What carries the argument
The four-layer modular architecture (hardware, services, orchestration, application) combined with a four-phase development process (plan, design, monitor, review) that structurally bounds and tracks all human and AI contributions.
If this is right
- Human and AI developers can contribute independently to the same VA project while maintaining reusability across different applications.
- All contributions carry complete provenance records that support auditing and debugging of the final system.
- Complex VA applications described in research papers can be rebuilt rapidly by following the structured phases.
- The approach avoids both the fragility of tightly coupled monoliths and the restrictions of simplistic frameworks.
- Distributed agency between humans and AI becomes feasible without sacrificing structural integrity in the developed tools.
Where Pith is reading between the lines
- The same bounded co-development model could apply to building interactive data tools in scientific domains beyond visual analytics.
- Provenance tracking might enable easier compliance checks when AI assists in creating analytics systems used for decision-making.
- The architecture could support incremental updates where only one layer is revised without affecting the others.

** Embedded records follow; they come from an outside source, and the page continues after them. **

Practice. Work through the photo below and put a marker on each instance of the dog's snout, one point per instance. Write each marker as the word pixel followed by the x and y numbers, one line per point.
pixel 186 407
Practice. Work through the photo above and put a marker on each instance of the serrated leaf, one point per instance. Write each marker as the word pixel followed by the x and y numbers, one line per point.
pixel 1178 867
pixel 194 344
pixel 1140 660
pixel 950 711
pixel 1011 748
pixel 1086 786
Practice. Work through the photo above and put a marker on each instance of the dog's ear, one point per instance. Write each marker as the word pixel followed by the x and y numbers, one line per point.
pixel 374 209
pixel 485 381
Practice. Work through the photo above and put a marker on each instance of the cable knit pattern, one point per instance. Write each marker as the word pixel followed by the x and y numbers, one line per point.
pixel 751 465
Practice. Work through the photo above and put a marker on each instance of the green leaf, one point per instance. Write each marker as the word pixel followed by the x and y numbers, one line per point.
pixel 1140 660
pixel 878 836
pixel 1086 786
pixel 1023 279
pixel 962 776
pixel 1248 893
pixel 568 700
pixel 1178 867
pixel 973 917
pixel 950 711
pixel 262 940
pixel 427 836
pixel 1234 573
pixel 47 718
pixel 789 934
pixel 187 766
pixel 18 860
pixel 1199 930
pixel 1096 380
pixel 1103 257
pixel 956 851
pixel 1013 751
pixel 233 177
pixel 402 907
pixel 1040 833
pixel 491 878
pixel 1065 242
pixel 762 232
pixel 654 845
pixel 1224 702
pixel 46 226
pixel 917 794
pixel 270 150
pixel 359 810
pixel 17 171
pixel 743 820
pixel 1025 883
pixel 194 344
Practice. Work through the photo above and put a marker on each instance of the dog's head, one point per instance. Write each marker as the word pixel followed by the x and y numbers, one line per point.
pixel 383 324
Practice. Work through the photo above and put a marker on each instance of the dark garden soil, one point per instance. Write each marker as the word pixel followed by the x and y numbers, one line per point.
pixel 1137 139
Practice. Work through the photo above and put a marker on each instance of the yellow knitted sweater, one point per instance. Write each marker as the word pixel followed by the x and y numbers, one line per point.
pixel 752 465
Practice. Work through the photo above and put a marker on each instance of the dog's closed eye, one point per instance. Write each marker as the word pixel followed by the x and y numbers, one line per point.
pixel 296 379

- Teams might test whether the four phases reduce the time to first working prototype compared to unconstrained AI coding.
Load-bearing premise
The four-layer architecture and four-phase process can constrain AI generation enough to produce reusable and auditable components without losing the expressiveness needed for complex visual analytics or introducing hidden dependencies.
What would settle it
An experiment in which an AI-generated component produced inside BONSAI creates an interdependency that breaks the application when reused in a new project or fails to accurately reconstruct a described visual analytics tool from a research paper.
Figures
read the original abstract
Developing Visual Analytics (VA) applications requires integrating complex machine learning models with expressive interactive interfaces. Developers face a stark trade-off: building tightly-coupled monoliths plagued by fragile interdependencies, or relying on restrictive, simplistic frameworks. Meanwhile, unconstrained, single-shot AI code generation promises speed but yields unstructured, unauditable chaos. The core challenge is combining the control and expressiveness of custom development with the efficiency of AI generation under strict constraints. To address this, we introduce BONSAI, a mixed-initiative workspace for the multi-agent co-development of VA applications. BONSAI utilizes a modular four-layer architecture (hardware, services, orchestration, application) that allows human and AI developers to independently contribute reusable components. The workspace incorporates this architecture into a structured four-phase development process (plan, design, monitor, and review), ensuring distributed agency and full provenance, where all human and AI contributions are structurally bounded and tracked. We evaluate BONSAI through case studies demonstrating the efficient creation of novel tools and the rapid reconstruction of complex VA applications directly from research paper descriptions. Ultimately, this paper contributes a conceptual workflow, a scalable architecture, and an integrated system that successfully balances AI's generative speed with the structural rigor required for complex VA development.
Editorial analysis
A structured set of objections, weighed in public.
Referee Report
Summary. The paper introduces BONSAI, a mixed-initiative workspace for human-AI co-development of Visual Analytics (VA) applications. It proposes a modular four-layer architecture (hardware, services, orchestration, application) that supports independent contributions of reusable components by humans and AI, integrated into a structured four-phase process (plan, design, monitor, review) to ensure distributed agency and full provenance tracking. The core contribution is a conceptual workflow and integrated system claimed to balance AI generative efficiency with structural rigor, avoiding both monolithic fragility and unstructured chaos. Evaluation is presented via case studies demonstrating efficient novel tool creation and rapid reconstruction of complex VA applications directly from research paper descriptions.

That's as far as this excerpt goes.